The factor that is probably the biggest concern for LASIK surgeons today is the possibility of future ectasia. We have learned a lot about the limits of LASIK, and we understand when to recommend another procedure, such as phakic IOL implantation, rather than LASIK in a patient who is a poor candidate.
One technology that can potentially help stave off corneal ectasia in patients with thin corneas is CXL, which is becoming a valuable tool for increasing collagen bonds in the cornea. Some practitioners are using CXL in combination with corneal laser refractive surgery with the goal of expanding the eligible patient population. This is a promising development, and we await more data on how CXL can be used in conjunction with LASIK and surface ablation procedures. (For more on CXL, see What’s Hot and What’s Heating Up in CXL later in this issue.)
I mentioned earlier that LASIK has become a standard tool in the refractive surgeon’s toolbox. I would like to say, however, that this does not mean it is a simple procedure that can be taken lightly. Yes, LASIK is a commonly performed procedure that usually has extremely good results with no complications. But we must not forget that it is an invasive surgical procedure that we perform on the healthy eyes of healthy patients, and it can—luckily, rarely—have serious complications.

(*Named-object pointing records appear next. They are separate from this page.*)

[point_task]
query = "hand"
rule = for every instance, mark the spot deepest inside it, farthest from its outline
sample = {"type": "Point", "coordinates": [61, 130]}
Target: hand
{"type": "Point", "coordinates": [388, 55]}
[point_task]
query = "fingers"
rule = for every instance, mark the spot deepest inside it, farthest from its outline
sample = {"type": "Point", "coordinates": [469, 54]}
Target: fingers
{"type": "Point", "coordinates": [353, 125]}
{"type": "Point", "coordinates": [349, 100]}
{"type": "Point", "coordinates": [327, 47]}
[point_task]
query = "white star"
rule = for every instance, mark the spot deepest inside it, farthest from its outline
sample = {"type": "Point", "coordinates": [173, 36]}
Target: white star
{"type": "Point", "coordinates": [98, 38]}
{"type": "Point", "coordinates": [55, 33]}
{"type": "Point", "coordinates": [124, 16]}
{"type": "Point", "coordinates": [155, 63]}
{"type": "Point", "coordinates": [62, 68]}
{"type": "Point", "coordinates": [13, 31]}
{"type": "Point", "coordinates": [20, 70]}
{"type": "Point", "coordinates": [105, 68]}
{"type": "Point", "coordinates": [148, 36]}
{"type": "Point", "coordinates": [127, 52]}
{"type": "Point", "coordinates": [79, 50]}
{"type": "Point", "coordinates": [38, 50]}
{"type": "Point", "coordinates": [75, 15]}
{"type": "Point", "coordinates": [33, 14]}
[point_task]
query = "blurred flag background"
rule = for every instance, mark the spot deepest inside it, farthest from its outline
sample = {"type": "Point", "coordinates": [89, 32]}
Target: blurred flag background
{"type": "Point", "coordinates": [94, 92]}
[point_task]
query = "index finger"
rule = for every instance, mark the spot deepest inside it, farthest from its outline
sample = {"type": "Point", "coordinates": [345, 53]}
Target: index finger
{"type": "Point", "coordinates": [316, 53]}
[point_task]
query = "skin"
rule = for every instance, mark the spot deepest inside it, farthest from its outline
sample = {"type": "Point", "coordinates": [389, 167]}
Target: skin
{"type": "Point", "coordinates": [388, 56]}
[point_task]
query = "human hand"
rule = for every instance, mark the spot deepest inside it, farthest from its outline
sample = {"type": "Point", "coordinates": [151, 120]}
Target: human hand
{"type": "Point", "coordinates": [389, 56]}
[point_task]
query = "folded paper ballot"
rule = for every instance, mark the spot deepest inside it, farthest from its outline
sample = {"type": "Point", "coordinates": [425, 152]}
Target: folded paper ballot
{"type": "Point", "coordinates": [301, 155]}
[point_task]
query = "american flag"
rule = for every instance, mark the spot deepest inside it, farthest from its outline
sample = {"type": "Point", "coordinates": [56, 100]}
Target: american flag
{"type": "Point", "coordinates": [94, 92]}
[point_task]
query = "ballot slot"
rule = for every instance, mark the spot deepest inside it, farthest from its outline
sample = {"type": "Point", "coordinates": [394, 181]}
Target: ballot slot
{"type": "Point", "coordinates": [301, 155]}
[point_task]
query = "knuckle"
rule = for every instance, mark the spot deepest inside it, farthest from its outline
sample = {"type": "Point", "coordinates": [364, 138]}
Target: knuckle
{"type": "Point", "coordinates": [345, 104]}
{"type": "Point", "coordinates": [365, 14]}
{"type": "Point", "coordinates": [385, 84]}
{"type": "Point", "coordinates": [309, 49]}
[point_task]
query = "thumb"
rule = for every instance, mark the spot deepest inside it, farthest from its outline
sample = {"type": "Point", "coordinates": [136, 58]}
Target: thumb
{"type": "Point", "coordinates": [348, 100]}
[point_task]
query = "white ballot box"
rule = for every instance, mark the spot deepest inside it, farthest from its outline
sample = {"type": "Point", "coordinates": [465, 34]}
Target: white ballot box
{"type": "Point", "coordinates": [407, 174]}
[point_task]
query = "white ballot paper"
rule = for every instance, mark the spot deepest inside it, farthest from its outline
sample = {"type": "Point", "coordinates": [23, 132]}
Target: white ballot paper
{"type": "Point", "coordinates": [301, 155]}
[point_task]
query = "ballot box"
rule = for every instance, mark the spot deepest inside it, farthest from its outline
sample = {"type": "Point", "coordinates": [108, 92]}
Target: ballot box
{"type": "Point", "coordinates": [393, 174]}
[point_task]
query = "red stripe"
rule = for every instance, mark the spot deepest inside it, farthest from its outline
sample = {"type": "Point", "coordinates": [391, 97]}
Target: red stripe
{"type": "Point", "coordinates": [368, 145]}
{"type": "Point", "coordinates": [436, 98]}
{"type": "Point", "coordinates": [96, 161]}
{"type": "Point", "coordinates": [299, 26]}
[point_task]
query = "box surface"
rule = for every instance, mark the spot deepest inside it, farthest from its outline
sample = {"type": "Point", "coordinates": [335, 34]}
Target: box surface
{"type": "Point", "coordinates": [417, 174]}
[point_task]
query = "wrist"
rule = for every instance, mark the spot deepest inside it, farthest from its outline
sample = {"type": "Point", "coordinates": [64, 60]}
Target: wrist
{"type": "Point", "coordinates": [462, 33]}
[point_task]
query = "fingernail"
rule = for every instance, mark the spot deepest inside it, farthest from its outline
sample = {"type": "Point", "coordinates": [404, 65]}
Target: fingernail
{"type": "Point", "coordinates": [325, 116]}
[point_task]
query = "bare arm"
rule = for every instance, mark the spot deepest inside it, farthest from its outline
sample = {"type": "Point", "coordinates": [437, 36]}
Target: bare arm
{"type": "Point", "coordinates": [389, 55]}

Over the years, competition has cheapened this procedure in the eyes of much of the general public. Some chains persist in offering LASIK at tremendous discounts. I believe this is a serious mistake. Somehow, our profession has allowed this situation, whereby a valuable surgical procedure is treated as something simple that could be done by anyone.
Maybe this battle has been lost already, but I think it is our responsibility to try to fight it again. In our marketing and in our dealings with the public, we need to insist that LASIK is surgery, albeit a quick procedure with extremely fast functional rehabilitation. But it is not a commodity that can be done on an assembly line. It is a delicate procedure, performed by talented surgeons, with individualized results crafted for each patient. If we treat LASIK in this way, maybe it will be around for another 30 years and beyond.